|By Greg Schulz||
|August 1, 2013 11:15 AM EDT||
In case you missed it, recently the State of Oregon had a data center computer problem (ok, storage and application outage) that resulted in unemployment benefits not being provided. Tony Knotzer over at Network Computing did a story Oregon Storage Debacle Highlights Need To Plan For Failure and asked me for some perspectives that you can read here.
The reason I bring this incident up is not to join in the feeding frenzy that usually occurs when something like this happens, instead, to touch on what should be common. What is lacking at times (or more needed) is common sense when it comes to designing and managing flexible scalable data infrastructures.

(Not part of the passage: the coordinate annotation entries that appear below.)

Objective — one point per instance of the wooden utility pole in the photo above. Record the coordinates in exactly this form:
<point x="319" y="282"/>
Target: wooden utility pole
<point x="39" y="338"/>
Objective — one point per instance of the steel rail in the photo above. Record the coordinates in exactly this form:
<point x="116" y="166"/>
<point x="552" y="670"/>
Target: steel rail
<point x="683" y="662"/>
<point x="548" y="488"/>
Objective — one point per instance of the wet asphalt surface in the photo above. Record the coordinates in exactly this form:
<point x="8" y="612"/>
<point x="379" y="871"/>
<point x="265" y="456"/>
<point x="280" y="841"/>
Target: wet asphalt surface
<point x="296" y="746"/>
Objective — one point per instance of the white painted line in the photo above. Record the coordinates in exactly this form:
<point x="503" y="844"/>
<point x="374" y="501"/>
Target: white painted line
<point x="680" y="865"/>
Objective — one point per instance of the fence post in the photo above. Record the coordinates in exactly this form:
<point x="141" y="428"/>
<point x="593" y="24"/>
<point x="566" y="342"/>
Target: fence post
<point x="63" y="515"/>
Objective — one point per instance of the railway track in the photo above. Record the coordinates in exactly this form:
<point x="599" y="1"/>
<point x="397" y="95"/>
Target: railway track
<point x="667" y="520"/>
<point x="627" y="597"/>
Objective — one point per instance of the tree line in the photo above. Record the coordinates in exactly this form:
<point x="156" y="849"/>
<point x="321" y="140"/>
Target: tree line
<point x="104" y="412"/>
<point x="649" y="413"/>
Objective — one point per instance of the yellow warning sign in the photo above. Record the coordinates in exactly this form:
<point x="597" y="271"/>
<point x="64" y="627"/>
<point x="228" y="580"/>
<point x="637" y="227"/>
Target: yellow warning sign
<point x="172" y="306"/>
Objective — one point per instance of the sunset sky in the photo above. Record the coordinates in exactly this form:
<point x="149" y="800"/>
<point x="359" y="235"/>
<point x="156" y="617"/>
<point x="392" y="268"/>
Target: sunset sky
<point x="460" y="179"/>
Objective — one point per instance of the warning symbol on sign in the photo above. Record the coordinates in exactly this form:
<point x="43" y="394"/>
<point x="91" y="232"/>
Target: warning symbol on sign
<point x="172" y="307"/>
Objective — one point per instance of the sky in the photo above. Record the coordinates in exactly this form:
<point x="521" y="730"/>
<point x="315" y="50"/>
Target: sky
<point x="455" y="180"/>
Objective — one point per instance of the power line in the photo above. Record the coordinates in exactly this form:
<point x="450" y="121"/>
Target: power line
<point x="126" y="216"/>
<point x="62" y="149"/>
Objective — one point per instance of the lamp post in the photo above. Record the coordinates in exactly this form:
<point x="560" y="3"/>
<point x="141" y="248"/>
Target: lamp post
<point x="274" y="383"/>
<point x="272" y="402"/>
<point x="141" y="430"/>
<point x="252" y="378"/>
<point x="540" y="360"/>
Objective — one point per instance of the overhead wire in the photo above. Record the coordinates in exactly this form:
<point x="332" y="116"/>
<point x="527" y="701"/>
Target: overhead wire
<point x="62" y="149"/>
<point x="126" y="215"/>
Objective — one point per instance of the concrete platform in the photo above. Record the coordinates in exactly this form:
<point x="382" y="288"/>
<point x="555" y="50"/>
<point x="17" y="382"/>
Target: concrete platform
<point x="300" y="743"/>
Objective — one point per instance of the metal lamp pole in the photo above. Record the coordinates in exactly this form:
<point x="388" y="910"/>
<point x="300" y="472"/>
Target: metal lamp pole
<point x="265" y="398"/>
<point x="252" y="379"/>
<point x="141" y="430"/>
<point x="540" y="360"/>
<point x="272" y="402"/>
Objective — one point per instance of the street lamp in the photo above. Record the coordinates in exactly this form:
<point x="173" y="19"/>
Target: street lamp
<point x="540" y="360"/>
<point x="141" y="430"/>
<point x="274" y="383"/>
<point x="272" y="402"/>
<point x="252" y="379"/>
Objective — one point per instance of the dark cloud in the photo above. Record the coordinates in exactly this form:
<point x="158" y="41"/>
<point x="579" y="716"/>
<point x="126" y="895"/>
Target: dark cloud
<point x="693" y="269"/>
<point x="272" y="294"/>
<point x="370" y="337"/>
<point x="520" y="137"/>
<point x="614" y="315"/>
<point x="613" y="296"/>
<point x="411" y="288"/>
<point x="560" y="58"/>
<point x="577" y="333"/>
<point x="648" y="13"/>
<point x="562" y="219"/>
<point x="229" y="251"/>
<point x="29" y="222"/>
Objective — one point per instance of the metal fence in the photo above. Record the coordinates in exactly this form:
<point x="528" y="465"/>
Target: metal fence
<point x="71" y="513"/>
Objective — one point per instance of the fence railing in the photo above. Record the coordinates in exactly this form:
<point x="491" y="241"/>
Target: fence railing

|“Fundamental IT 101 is that all technology will fail, despite what the vendors tell you,” Schulz said. And the most likely time technology will fail, he notes, is when people are involved -- doing configurations, making changes or updates, or performing upgrades. - Via Network Computing|
Note that while any technology can or has fail at some point, how it fails along with fault containment via design best practices and vendor resolution are important.
Good vendors learn and correct things so that they don't happen again as well as work with customers on best practices to isolate and contain faults from expanding into disasters. Thus when a sales or marketing person tries to tell me that they have never had a failure I wonder if a: they are making something up, b: have not actually shipped to a customer in production, c: not aware of other deployments, d: towing the company line, e: too good to be true or f: all the above.
On the other hand, when a vendor tells me how they have resiliency in their product as well as processes, best practices and can even tell me (public or under NDA) how they have addressed issues, then they have my attention.
A common challenge today is cost cutting along with focus on the newest technology from servers to storage, networking to cloud, virtualization and software defined among other buzzword bingo themes and trends.
What also gets overlooked as mentioned above is common sense.
Perhaps if somebody could package and launch a good public relations campaign profiling common sense such as Software Defined Common Sense (SDCS) that might help?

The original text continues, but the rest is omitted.